By nightfall, our boat came across a small Malaysian fishing boat. The captain knew that we were near land. We were traveling in the pitched dark and did not know which direction to go. He gave money to the fisherman for direction to the nearest shore.
By morning, our boat floated through a channel toward the beach. On the mainland, there were many commotions. Children ran to the pier screaming and waving in the distance. Immediately, the Malaysian Navy ship came out to escort us back out to sea. However, the boat captain did not follow the navy ship, he ran the boat straight into the beach. He took a huge risk but it was well worth it. We had nowhere else to go and no more food left. We will certainly die at sea.
Once we arrived in mainland Malaysia, Chú Thưởng was asked to put all of his bags to one side. Chú Thưởng watched the Malaysian soldiers emptying his bag along with many others. The soldiers collected and kept all valuable items from the passengers’ bags including Chú Thưởng’s album of coin collection. Refugees were second-rate citizens. We were only passing through and had no rights.
Once we got on land, my mom found a plastic container, a little rice, and salt. She made porridge. My dad cut off the handle from the container and poured in the porridge. We each received a spoon and went to town. We were ravenous like little piglets. It was delicious.
By the next day, we were transferred to Pulau Besar. It was a very crowded Vietnamese refugee camp. My parents bought a small house. We lived in Pulau Besar for only a few weeks then we were transferred again to Pulau Bi Dong.
Pulau Bi Dong was deserted with only a Navy watchtower. Our ship was the second ship to be on the island. UNHCR provided several large tents for us. There was one well with very little water available.
We all settled at Pulau Bi Dong while waiting for being sponsored. On the first night, Chú Thưởng remembered looking for coconut leaves which are the largest leaves around to use as our sleeping pads against the hard ground. He found some. On his way back to camp and unaware, Chú Thưởng dragged the leaves over some human feces. When we all lay down to sleep that night there was a strange yet familiar smell. No one complained. We were all thankful to have a place to sleep and rest our weary heads.
While on the island Chú Thưởng and Anh Huy helped my dad every morning chopped wood and building our house. After breakfast, Chú Thưởng took off with Anh Huy to go fishing. They borrowed the neighbors’ goggles to swim and fish. There were many fishhooks stuck in the corals left by previous fishermen. They used the hooks with the little fish as bait for the bigger fish. The goggles allowed them to see underwater so they can choose the biggest fish to catch with their fish hook and bait. Chú Thưởng and Anh Huy often swam out to the deep end and fished underwater. They caught lots of fish for dinner. We would share with the neighbors.
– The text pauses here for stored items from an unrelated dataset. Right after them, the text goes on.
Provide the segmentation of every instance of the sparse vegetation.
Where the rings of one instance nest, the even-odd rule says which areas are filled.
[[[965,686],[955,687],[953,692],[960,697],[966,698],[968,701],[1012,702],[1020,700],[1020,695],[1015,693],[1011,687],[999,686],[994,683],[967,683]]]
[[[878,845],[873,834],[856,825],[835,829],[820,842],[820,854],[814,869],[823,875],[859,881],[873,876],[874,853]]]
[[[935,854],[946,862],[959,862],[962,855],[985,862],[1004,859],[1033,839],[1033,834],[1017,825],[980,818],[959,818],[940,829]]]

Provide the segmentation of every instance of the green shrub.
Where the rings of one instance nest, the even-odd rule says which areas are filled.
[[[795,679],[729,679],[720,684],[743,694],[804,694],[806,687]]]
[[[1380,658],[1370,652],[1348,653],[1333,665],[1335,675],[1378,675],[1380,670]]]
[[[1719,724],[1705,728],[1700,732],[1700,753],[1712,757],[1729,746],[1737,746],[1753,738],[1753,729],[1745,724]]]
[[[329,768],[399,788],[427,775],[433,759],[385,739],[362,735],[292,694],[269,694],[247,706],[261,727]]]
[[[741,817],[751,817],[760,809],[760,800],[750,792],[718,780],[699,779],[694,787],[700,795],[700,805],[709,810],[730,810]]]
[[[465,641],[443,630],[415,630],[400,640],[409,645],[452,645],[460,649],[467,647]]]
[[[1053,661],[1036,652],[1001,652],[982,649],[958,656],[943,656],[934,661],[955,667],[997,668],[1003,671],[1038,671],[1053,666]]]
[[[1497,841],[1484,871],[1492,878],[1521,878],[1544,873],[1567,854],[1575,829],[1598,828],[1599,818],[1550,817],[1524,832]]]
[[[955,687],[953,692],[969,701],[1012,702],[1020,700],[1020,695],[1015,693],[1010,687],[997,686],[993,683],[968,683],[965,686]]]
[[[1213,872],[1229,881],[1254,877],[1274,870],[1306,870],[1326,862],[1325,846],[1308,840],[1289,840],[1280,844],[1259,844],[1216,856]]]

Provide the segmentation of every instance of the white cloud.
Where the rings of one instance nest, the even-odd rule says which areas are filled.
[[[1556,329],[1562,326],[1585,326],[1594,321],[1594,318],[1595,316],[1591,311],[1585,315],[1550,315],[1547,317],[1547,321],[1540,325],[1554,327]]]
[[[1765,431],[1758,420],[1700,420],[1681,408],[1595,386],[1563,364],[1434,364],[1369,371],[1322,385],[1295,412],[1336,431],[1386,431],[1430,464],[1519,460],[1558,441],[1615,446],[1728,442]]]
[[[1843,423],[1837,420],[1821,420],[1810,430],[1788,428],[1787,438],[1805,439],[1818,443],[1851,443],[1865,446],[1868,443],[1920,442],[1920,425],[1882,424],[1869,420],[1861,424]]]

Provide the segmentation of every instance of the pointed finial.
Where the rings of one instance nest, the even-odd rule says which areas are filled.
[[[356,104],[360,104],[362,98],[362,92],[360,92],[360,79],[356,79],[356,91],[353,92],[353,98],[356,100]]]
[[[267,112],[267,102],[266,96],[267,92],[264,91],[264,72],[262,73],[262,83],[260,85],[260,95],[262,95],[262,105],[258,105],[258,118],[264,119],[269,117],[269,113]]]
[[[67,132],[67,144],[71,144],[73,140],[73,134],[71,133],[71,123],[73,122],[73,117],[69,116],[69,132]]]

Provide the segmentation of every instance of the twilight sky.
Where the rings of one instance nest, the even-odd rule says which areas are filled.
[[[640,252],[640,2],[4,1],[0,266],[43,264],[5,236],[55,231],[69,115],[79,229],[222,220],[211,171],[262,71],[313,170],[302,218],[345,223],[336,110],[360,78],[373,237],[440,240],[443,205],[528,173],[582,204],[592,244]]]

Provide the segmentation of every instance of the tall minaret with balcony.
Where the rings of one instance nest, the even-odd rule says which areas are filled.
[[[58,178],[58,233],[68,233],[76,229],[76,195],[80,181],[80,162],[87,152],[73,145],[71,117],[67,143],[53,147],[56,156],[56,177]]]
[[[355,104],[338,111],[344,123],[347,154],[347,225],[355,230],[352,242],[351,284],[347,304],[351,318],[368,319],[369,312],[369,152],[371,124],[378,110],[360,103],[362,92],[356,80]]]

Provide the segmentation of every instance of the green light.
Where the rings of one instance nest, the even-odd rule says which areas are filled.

The beach was pristine. The ocean was like what you see in the footage of Jacques Cousteau movies. There were so many colorful fish, eels, corals, small sharks, and aqua life. It was a paradise. The picturesque scenery is engraved in Chú Thưởng’s mind. Something that he will never forget. Chú Thưởng and Anh Huy taught us how to swim and hold our breaths. It was so much fun. It was a worrying-free life. The only concern was how long before we would be sponsored.
There was no school, no work, or no worries about making a living. The UN gave us monthly food supplies. It was simple living with nature. Chopped wood in the morning, swam in the ocean in the afternoon, and played with his cousins all day long. It was a great life for a teenage boy.